Among our specific goals will be:

  • learning (or improving our understanding of) how to use a music library and related online resources
  • learning to locate, read, and evaluate primary and secondary literature about music and musical reference materials
  • learning to locate, use, and evaluate editions of music
  • clearly presenting our findings--facts, interpretations, and evaluations--in both aural and written forms

We will not be primarily concerned with music performance or education, music theory, popular and non-Western music, or sound recordings. After completing the course, however, you will be prepared to carry out your own investigations in these and many other areas.

Course requirements

This is an intensive course: a full semester's worth of work must be covered within just thirteen class meetings. For this reason, attendance is mandatory and more than one unexcused absence will result in an automatic reduction of grade.

Because this is a graduate course, students are expected to come to class fully prepared, having done all reading and writing assignments and ready to participate in class discussion. We are entered here into a radical social contract, and I pledge to uphold my end. Please respect our commitment to each other. Class participation will constitute 25% of the final grade.

Major assignments will comprise both aural and written components: typically, students will be asked to give a ten-minute presentation to the class and to turn in a written version of their presentation. In the case of the "Journal Comparison" a brief outline will suffice, but students will also prepare several more formal pieces of writing, including a two research paper at least 10 pages in length, and an annotated bibliography, due on the final exam date. The is in lieu of an in-class final examination and will be worth 20% of the final grade; the three other assignments will total 55% of the grade.

Seminar format

Much of this course will be taught in a seminar setting, method courtesy of Socrates. You will not be lectured at, unless the topic is specifically marked "lecture." Rather we will get to practice sharing information and insights, based on individual and common research and topics.

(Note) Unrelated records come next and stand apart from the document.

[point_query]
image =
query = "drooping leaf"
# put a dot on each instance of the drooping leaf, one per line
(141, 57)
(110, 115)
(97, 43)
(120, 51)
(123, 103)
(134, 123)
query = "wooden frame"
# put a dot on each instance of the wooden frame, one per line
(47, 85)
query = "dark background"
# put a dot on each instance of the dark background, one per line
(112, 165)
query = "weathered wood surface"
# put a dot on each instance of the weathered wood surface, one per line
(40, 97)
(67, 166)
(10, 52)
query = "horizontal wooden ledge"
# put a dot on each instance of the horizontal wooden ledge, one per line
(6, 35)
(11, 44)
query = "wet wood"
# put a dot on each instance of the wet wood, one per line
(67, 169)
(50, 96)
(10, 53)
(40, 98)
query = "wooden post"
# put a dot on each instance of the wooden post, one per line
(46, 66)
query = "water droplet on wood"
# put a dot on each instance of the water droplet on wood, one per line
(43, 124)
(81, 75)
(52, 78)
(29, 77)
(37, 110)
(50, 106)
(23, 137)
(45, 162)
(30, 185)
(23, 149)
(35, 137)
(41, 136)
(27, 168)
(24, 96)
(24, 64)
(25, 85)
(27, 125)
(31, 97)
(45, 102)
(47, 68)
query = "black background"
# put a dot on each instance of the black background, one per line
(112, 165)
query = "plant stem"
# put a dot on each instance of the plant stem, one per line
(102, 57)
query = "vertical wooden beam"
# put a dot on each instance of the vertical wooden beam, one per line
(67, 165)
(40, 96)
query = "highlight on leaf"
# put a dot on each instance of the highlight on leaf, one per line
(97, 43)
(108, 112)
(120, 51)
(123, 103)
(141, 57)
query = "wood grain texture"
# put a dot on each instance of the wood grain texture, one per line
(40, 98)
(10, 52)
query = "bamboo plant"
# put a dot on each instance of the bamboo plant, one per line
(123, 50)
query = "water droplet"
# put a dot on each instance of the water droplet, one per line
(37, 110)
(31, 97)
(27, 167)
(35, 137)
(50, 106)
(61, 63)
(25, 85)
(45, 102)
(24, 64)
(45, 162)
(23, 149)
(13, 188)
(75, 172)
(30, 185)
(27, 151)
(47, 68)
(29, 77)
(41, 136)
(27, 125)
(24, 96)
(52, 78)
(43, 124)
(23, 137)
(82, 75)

The general structure of the course will find us proceeding from developing research techniques and methods, to identifying problems of and perspectives in music history, to applying methods to historical problems of our own devising and interest.

Collaboration

Because you will all be working on similar assignments in the same places, you are encouraged to help one another locate and use items in the library or online. You are also encouraged to share advice with one another about how to use resources and how to evaluate them. However, all class presentations and written work must be strictly your own. Any sharing of written work or helping one another with the actual writing or preparation of assignments is strictly forbidden and will be considered a breach of academic regulations.

Library Materials

In addition, please be considerate of your fellow students and other library users. When you finish using an item, carefully return it to its proper place on the shelf, double-checking the call number. If you are not familiar with library call numbers, please do not reshelvee the item, and instead place it on a reshelving cart. Please do not leave items out on desks or in carrels, and if you must carry them out of their immediate area (for instance, to use the photocopiers), bring them back where they belong; otherwise it may be several days before the library staff reshelves them!